Chimeric transcripts are commonly defined as transcripts linking two or more different genes in the genome, and can be explained by various biological mechanisms such as genomic rearrangement, read-through or trans-splicing, but also by technical or biological artefacts. Several studies have shown their importance in cancer, cell pluripotency and motility. Many programs have recently been developed to identify chimeras from Illumina RNA-seq data (mostly fusion genes in cancer). However outputs of different programs on the same dataset can be widely inconsistent, and tend to include many false positives. Other issues relate to simulated datasets restricted to fusion genes, real datasets with limited numbers of validated cases, result inconsistencies between simulated and real datasets, and gene rather than junction level assessment.

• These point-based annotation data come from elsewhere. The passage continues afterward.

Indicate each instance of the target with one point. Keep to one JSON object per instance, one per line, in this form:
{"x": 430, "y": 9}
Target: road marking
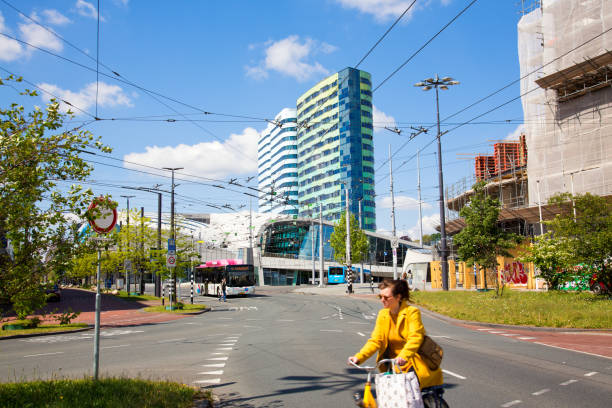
{"x": 171, "y": 340}
{"x": 44, "y": 354}
{"x": 542, "y": 391}
{"x": 576, "y": 351}
{"x": 454, "y": 374}
{"x": 211, "y": 381}
{"x": 121, "y": 345}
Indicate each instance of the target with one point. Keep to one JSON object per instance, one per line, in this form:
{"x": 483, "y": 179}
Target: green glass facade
{"x": 335, "y": 147}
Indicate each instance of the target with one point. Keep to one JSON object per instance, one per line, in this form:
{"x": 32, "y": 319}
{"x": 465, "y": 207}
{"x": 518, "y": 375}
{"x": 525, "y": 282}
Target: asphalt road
{"x": 282, "y": 349}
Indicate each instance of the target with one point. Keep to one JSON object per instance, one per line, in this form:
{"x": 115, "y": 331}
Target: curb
{"x": 20, "y": 336}
{"x": 505, "y": 326}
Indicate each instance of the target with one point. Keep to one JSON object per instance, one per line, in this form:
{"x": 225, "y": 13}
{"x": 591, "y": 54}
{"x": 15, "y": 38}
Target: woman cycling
{"x": 398, "y": 334}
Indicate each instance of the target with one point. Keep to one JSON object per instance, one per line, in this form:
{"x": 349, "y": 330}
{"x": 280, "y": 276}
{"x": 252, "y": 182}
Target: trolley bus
{"x": 240, "y": 280}
{"x": 337, "y": 274}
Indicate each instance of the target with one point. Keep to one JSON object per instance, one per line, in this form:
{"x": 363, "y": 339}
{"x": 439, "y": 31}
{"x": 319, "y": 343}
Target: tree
{"x": 359, "y": 241}
{"x": 482, "y": 240}
{"x": 551, "y": 256}
{"x": 588, "y": 236}
{"x": 36, "y": 154}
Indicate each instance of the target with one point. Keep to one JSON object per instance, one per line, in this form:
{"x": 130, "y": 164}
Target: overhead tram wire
{"x": 503, "y": 88}
{"x": 424, "y": 45}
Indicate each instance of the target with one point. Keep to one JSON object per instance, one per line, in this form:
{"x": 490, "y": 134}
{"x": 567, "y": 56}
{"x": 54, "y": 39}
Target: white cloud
{"x": 10, "y": 49}
{"x": 401, "y": 203}
{"x": 55, "y": 17}
{"x": 108, "y": 96}
{"x": 382, "y": 10}
{"x": 514, "y": 135}
{"x": 86, "y": 9}
{"x": 206, "y": 159}
{"x": 36, "y": 35}
{"x": 290, "y": 56}
{"x": 381, "y": 119}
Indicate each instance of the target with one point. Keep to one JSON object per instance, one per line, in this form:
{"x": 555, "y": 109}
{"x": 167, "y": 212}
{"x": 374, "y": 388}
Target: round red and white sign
{"x": 104, "y": 219}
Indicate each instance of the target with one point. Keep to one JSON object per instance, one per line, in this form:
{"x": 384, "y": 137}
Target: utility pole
{"x": 392, "y": 213}
{"x": 420, "y": 202}
{"x": 126, "y": 264}
{"x": 322, "y": 265}
{"x": 172, "y": 230}
{"x": 426, "y": 85}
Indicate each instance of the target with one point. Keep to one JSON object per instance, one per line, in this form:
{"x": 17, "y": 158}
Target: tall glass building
{"x": 277, "y": 165}
{"x": 335, "y": 149}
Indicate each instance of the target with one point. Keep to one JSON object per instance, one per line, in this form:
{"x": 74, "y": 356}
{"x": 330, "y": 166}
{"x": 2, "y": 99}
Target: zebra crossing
{"x": 215, "y": 363}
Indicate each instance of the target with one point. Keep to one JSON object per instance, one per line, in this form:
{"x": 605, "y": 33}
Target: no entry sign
{"x": 104, "y": 217}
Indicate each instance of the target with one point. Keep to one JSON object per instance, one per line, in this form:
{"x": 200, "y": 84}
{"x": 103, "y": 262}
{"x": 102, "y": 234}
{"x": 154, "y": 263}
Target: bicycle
{"x": 432, "y": 396}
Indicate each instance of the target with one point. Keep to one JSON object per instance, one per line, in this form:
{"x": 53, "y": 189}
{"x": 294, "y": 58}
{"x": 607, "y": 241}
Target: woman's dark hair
{"x": 398, "y": 287}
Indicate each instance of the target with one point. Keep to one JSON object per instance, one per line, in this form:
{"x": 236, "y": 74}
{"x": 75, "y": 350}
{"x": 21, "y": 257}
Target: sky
{"x": 199, "y": 79}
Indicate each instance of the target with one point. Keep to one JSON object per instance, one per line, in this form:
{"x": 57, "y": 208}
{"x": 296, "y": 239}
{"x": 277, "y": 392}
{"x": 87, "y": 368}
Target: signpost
{"x": 102, "y": 220}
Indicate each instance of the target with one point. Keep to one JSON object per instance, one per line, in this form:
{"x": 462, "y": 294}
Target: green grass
{"x": 107, "y": 392}
{"x": 545, "y": 309}
{"x": 47, "y": 328}
{"x": 123, "y": 295}
{"x": 187, "y": 308}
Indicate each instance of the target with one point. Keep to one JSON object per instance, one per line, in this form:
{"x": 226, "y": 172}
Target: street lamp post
{"x": 426, "y": 85}
{"x": 172, "y": 169}
{"x": 127, "y": 272}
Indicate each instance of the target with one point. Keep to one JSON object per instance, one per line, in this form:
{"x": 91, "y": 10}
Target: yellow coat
{"x": 409, "y": 327}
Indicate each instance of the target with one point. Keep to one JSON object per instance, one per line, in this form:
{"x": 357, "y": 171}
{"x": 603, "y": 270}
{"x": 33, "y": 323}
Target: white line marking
{"x": 44, "y": 354}
{"x": 211, "y": 381}
{"x": 576, "y": 351}
{"x": 454, "y": 374}
{"x": 171, "y": 340}
{"x": 121, "y": 345}
{"x": 542, "y": 391}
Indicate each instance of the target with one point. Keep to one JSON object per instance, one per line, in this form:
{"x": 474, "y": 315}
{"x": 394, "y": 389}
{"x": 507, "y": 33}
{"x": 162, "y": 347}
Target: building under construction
{"x": 566, "y": 71}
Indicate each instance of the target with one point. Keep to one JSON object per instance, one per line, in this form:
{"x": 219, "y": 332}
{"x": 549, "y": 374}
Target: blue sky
{"x": 246, "y": 60}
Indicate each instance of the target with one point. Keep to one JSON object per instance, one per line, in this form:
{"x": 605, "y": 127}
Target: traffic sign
{"x": 103, "y": 217}
{"x": 170, "y": 260}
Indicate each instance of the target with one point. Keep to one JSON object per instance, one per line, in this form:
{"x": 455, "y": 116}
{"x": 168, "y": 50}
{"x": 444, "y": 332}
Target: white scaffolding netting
{"x": 569, "y": 138}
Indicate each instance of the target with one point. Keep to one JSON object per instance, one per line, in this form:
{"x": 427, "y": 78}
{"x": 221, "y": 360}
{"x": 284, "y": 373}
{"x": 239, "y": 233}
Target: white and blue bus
{"x": 337, "y": 274}
{"x": 240, "y": 280}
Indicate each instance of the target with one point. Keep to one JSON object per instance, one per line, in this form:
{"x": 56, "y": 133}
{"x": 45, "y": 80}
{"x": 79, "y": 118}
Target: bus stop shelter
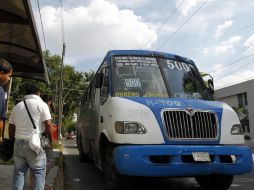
{"x": 19, "y": 41}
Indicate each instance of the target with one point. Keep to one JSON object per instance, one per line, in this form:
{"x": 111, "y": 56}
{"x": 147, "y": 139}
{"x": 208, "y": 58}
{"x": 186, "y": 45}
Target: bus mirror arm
{"x": 98, "y": 80}
{"x": 210, "y": 86}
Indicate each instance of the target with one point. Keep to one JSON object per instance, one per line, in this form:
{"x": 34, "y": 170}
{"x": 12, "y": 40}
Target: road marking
{"x": 235, "y": 185}
{"x": 243, "y": 180}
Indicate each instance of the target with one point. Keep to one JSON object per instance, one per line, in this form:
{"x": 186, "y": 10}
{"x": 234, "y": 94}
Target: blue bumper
{"x": 176, "y": 160}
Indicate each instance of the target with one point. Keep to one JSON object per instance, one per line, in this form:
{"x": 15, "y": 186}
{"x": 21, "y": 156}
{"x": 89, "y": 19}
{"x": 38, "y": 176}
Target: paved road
{"x": 79, "y": 176}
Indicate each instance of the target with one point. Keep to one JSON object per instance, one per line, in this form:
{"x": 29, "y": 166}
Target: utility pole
{"x": 60, "y": 102}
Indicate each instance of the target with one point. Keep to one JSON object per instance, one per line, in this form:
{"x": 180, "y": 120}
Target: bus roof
{"x": 149, "y": 53}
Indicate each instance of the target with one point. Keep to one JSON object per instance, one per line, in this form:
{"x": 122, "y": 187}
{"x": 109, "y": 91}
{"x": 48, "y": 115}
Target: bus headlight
{"x": 128, "y": 127}
{"x": 237, "y": 129}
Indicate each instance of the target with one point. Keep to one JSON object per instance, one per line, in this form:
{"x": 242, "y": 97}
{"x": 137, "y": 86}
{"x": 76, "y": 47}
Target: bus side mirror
{"x": 98, "y": 80}
{"x": 210, "y": 86}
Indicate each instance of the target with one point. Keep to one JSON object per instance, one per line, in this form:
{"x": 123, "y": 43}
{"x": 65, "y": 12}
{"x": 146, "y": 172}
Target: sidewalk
{"x": 6, "y": 172}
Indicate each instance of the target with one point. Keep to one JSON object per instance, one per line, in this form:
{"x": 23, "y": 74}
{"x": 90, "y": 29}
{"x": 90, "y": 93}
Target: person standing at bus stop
{"x": 5, "y": 75}
{"x": 20, "y": 127}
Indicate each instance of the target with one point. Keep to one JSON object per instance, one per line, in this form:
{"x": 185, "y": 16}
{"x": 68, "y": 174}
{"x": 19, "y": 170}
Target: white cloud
{"x": 93, "y": 30}
{"x": 187, "y": 6}
{"x": 222, "y": 27}
{"x": 227, "y": 46}
{"x": 234, "y": 78}
{"x": 129, "y": 3}
{"x": 249, "y": 43}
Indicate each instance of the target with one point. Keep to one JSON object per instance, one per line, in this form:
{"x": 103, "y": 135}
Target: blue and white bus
{"x": 151, "y": 114}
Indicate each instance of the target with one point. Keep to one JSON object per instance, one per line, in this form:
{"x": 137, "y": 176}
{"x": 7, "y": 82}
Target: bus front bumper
{"x": 178, "y": 160}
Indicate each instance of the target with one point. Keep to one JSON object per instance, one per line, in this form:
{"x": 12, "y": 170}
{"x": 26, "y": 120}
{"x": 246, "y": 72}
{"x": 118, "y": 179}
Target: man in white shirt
{"x": 21, "y": 128}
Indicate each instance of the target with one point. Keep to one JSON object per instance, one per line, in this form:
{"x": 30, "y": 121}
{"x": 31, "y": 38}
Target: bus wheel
{"x": 218, "y": 182}
{"x": 114, "y": 180}
{"x": 82, "y": 156}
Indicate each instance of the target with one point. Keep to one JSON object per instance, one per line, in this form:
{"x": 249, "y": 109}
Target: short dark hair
{"x": 5, "y": 66}
{"x": 46, "y": 98}
{"x": 30, "y": 89}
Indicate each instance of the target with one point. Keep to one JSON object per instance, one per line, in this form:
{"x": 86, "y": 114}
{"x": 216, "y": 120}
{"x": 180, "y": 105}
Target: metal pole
{"x": 60, "y": 103}
{"x": 8, "y": 95}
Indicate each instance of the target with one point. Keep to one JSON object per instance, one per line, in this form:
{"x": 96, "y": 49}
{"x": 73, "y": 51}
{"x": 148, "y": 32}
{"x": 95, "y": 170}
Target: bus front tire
{"x": 114, "y": 180}
{"x": 82, "y": 156}
{"x": 218, "y": 182}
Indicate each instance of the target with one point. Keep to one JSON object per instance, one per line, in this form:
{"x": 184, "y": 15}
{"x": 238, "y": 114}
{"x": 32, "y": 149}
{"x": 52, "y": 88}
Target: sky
{"x": 218, "y": 35}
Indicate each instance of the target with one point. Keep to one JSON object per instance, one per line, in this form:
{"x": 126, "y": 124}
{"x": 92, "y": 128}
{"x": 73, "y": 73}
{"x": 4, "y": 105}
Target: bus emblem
{"x": 189, "y": 110}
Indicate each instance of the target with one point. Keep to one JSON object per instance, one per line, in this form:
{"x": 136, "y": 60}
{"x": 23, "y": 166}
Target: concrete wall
{"x": 229, "y": 96}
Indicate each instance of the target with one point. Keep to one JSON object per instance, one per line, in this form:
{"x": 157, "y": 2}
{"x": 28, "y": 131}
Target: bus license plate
{"x": 201, "y": 156}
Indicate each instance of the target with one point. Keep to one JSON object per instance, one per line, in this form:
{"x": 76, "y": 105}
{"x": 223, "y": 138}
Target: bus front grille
{"x": 181, "y": 125}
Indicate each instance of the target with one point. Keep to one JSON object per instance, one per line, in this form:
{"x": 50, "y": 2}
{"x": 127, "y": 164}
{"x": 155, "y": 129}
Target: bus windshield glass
{"x": 183, "y": 80}
{"x": 135, "y": 76}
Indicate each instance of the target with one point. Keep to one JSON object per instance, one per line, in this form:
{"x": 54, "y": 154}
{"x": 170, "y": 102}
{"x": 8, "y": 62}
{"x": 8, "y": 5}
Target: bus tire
{"x": 114, "y": 180}
{"x": 218, "y": 182}
{"x": 82, "y": 156}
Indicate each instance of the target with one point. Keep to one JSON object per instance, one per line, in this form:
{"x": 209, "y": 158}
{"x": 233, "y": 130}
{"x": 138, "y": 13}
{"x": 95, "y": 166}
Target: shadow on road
{"x": 87, "y": 176}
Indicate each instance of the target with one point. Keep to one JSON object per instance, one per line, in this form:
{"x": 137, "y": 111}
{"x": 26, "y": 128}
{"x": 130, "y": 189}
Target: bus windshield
{"x": 137, "y": 76}
{"x": 183, "y": 80}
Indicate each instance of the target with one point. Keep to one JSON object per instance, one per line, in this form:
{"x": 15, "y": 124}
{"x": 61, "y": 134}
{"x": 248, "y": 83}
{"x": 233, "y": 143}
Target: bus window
{"x": 105, "y": 86}
{"x": 137, "y": 77}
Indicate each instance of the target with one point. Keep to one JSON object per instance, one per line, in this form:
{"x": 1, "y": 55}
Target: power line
{"x": 231, "y": 63}
{"x": 179, "y": 28}
{"x": 237, "y": 69}
{"x": 165, "y": 22}
{"x": 232, "y": 33}
{"x": 233, "y": 83}
{"x": 38, "y": 3}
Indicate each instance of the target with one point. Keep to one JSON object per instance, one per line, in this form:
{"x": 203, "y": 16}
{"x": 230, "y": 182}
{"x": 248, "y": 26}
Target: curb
{"x": 59, "y": 180}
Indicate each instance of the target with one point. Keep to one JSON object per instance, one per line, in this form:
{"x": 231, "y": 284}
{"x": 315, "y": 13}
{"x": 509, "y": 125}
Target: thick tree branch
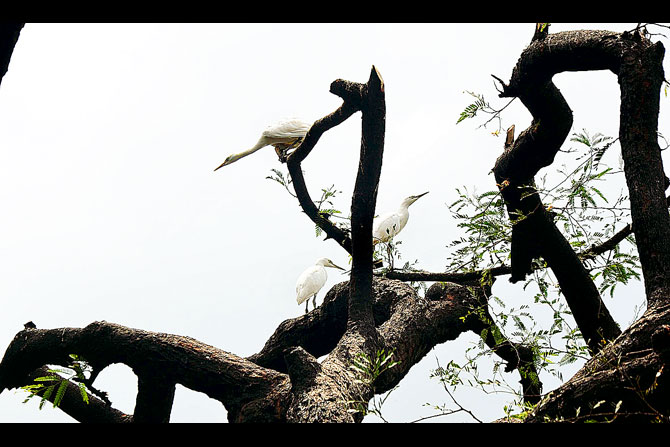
{"x": 156, "y": 358}
{"x": 363, "y": 202}
{"x": 534, "y": 234}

Here researchers from the Centre for Genomic Regulation (CRG), Barcelona, present ChimPipe, a modular and easy-to-use method to reliably identify chimeras from paired-end Illumina RNA-seq data. They have also produced realistic simulated datasets for three different read lengths, and enhanced two gold-standard cancer datasets by associating exact junction points to validated gene fusions. Benchmarking ChimPipe together with four other state-of-the-art tools on this data showed ChimPipe to be the top program at identifying exact junction coordinates for both kinds of datasets, and the one showing the best trade-off between sensitivity and precision. Applied to 106 ENCODE human RNA-seq datasets, ChimPipe identified 137 high confidence chimeras connecting the protein coding sequence of their parent genes. In subsequent experiments, three out of four predicted chimeras, two of which recurrently expressed in a large majority of the samples, could be validated. Cloning and sequencing of the three cases revealed several new chimeric transcript structures, 3 of which with the potential to encode a chimeric protein for which the researchers hypothesized a new role.
The ChimPipe method
(A) RNA-seq reads are first mapped to the genome and transcriptome using the GEMtools RNA-seq pipeline, and the reads that do not map this way are passed to the GEM RNA-mapper to get reads that split map to different chromosomes or strands. (B) The split-reads from these two mapping steps are then gathered and passed on to the ChimSplice module which derives consensus junctions associated to their expression calculated as the number of staggered split-reads supporting them. The ChimPE module can then associate each chimeric junction found by ChimSplice to their discordant PE reads, splitting them into the ones consistent and the ones inconsistent with the junction. (C) The ChimFilter module then applies a series of filters to the chimeric junctions obtained until this point in order to discard false positives, leading to (D) a set of reliable chimeric junctions to which it associates several pieces of information such as a category (readthrough, intrachromosomal, inverted, interstand, or interchromosomal), and the supporting evidence in terms of number of staggered split-reads and number of consistent PE reads, among others.
ChimPipe combines spanning and paired end RNA-seq reads to detect any kind of chimeras, including read-throughs, and shows an excellent trade-off between sensitivity and precision. The chimeras found by ChimPipe can be validated in-vitro with high accuracy.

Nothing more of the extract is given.